I have a question about how to analyze a mix of biological and semi-technical replicates.
The experiment I am analyzing consists of 3 cell lines X 3 replicates of each cell line X 2 conditions. The 3 replicates are done with the same cell line, but independently treated, processed and sequenced, so they aren't "hard" technical replicates, but they are not biological replicates as the 3 cell lines. They show higher correlation between them (cluster more closely in a PCA) than with the other biological replicates (cell lines). The experiment is paired, in which a sample is split and treated with treatments A and B. The 3 cell lines are sequenced together (replicate group below) in 3 groups.
What is the best way to analyze these data? Is a paired analysis (~condition + pair) OK? Or should I average the semi-technical replicates? How else should I account for different correlation between replicates/cell lines?

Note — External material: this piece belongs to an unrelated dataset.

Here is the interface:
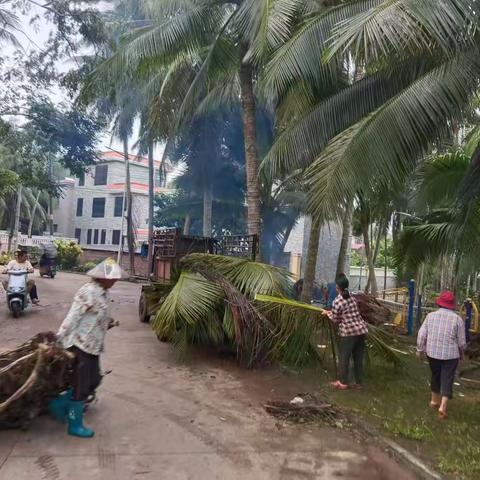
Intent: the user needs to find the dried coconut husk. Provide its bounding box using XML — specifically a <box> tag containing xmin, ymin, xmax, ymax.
<box><xmin>0</xmin><ymin>332</ymin><xmax>74</xmax><ymax>428</ymax></box>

Analyzing ~condition + pair or ~condition + cell_line yields DEG fairly similar to analyzing only one replicate group and consistent GO enrichment (but many more DEG), but I wonder if using the semi-technical replicates in the same way I'm using biological replicates is increasing type I error. It doesn't seem it is, judging by the consistent GO fold-enrichment of some interesting terms.
Thank you!
condition cell_line repl_group pair
A C1 1 c1-1
A C2 1 c2-1
A C3 1 c3-1
A C1 2 c1-2
A C2 2 c2-2
A C3 2 c3-2
A C1 3 c1-3
A C2 3 c2-3
A C3 3 c3-3
B C1 1 c1-1
B C2 1 c2-1
B C3 1 c3-1
B C1 2 c1-2
B C2 2 c2-2
B C3 2 c3-2
B C1 3 c1-3
B C2 3 c2-3
B C3 3 c3-3
Thank you very much, Aaron! Extremely helpful, as usual! I should have mentioned that the experiment is RNA-seq. Would averaging samples still be a solution or would it violate the count data assumptions? I understand your point about cell lines not being proper replicates. I have been considering the meta-analysis approach that you suggested, i.e. identifying genes that consistently change across cell lines and I may go that way if averaging replicates is not acceptable. Again, thank you!

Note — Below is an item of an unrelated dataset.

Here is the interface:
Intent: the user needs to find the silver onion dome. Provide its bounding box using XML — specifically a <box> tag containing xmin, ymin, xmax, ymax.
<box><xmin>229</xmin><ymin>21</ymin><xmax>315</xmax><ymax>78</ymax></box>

You'll want to sum RNA-seq counts; averages wouldn't respect the mean-variance relationship of count data. If the semi-technical replicates for a given cell line/condition combination are of differing depth, summation may introduce hidden correlations between summed counts derived from replicates with the same pattern of differences in depth. In such cases, it would be advisable to downsample the replicates for each combination to the same depth before summation. Of course, if all combinations have the same pattern of differences in depth, then it's not a problem.
Makes sense, I'll make sure to downsample before summation. Thank you so much!